Common Mistakes as Python Web Developer - alanthonyc
http://lucumr.pocoo.org/2010/12/24/common-mistakes-as-web-developer

======
davidhollander
Good advice for problems, but one should focus more on the underlying problem
mentioned:

 _chances are, vital files can be accessed with the rights your application
has._

When you deploy your webapp, NEVER run your web server or application
container server as root. I deploy python using nginx and uWSGI where nginx
runs as the "nginx" user and group, and uwsgi runs as the "uwsgi" user and
group.

Since uWSGI is spawning all the python instances, if I want to be able access
files on disk such as for storing and reading sessions, I must explicitly
change the folder owner to the uwsgi group for the webapp to even launch.

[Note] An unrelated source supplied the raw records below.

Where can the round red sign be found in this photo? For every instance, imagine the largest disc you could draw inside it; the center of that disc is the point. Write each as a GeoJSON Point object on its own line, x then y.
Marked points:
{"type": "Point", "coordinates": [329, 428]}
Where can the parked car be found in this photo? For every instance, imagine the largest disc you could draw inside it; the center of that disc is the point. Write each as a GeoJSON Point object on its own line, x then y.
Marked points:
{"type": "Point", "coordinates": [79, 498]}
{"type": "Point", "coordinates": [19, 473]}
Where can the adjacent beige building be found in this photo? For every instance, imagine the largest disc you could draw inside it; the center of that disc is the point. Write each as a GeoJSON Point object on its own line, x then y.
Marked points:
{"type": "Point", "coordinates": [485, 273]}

If you take only one security precaution for your production python app, make
sure none of the instantiating servers run as root and that they must be given
explicit permission to access folders.

------
Locke1689
The author also makes a common mistake: blacklisting as safe string escaping.
My standard is to only accept alphabetic characters in any file-based user
input system (I find very few filesystem problems require more than this). For
example, one of my applications allows people to upload files. They never
access the file names themselves, but are allowed to input a "file name." This
file name is all alphabetic and is checked for length restrictions and encoded
in my own file naming system. The translations are maintained in the
application database. This prevents a wide variety of attacks on the
filesystem itself.

Moreover, this whole article embodies the statement NEVER, EVER, IN ANY
CIRCUMSTANCES TRUST USER INPUT.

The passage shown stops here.